Asia is now undisputed as the world's richest region, according to the annual Capgemini report. Meanwhile, the global wealth pie expanded in 2015 but the wealth industry could do better in increasing its share, it says.
The Asia-Pacific region has leapfrogged North America as home to the most wealth held by high net worth individuals, with $17.4 trillion, ahead of North America’s $16.6 trillion, according to the Capgemini World Wealth Report issued today.
With many regions of the world, such as North and Latin America, posting modest growth in the number of wealthy individuals and their assets, Asia was a beacon of light, boasting 5.1 million high net worth individuals, ahead of 4.8 million for North America.

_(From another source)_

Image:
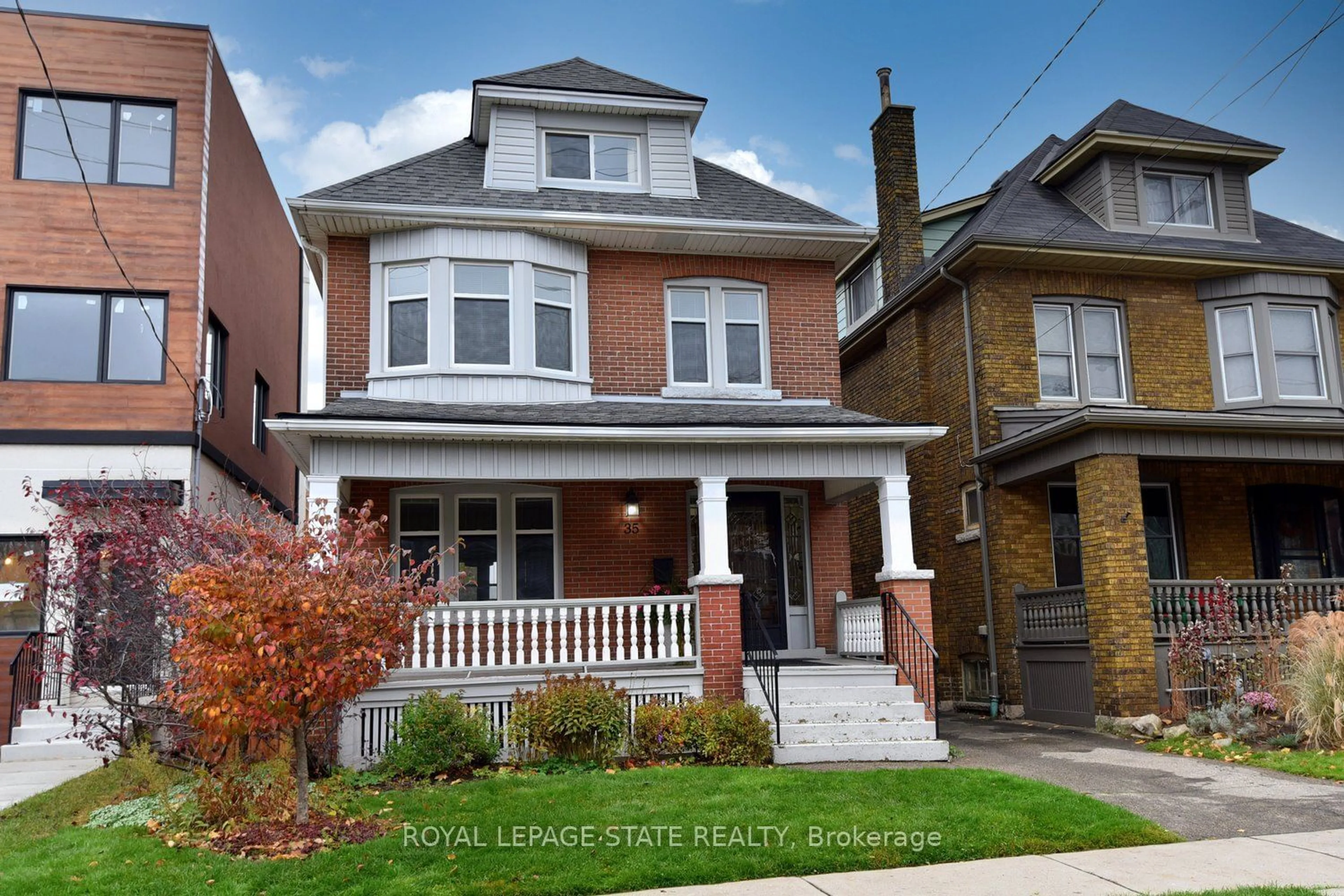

The global total wealth of HNW individuals is expected to exceed the $100 trillion mark by 2025 if current growth rates continue, the report, now in its 20th year, said, with Asia being an important driver of such an increase.
The strong performance in Asia helps explain why, with some exceptions, international wealth management firms have been trying to expand their regional presence and enter local markets. Not all banks have succeeded, however, and some, such as Societe Generale and Barclays, have sold local private banking businesses to local players.
While such figures will cheer those who see the wealth management “pie” as expanding, offsetting worries about margin-hitting low interest rates and compliance burdens, the report fired a number of warning shots at the sector. It said the wealth management industry has to change in a strategic way to benefit from this rise in wealth. The report said that high net worth individuals hold less than a third of their wealth with a wealth manager, suggesting the potential “share of wallet” has considerable upside potential.
One stumbling block towards wealth industry progress, the report said, is a “subdued level of engagement with wealth managers”. HNW individuals do not see eye to eye on fees, with clients preferring to pay for performance while firms want to charge a fee based on a percentage of assets under management.
Commenting on potential growth for firms able to expand their "share of wallet", David Wilson, head of the strategic analysis group at Capgemini Financial Services, told this news service that this is "a huge opportunity".
One reason why wealth managers do not have a higher share of potential client assets is because some HNW individuals' assets are tied up in operating businesses or forms of real estate, he said. There are also perceived shortcomings in how wealth managers operate that might be deterrents.
Digital technology and a move towards a "multi-channel" way of doing things among the younger generation open up possibilities for wealth firms to increase their share of potential business, he added. "That is where the opportunity from a digital point of view comes in."
The report also warned that businesses are falling short in using digital technology, leaving themselves at a “startlingly high risk of possible net income loss” – in other words, losing out to upstart fintech firms. The report’s “DigiWealth Maturity Assessment Model", introduced for the first time, shows that companies are underachieving on the digital front.
The survey of attitudes was based on more than 5,200 responses from HNW individuals in 23 countries.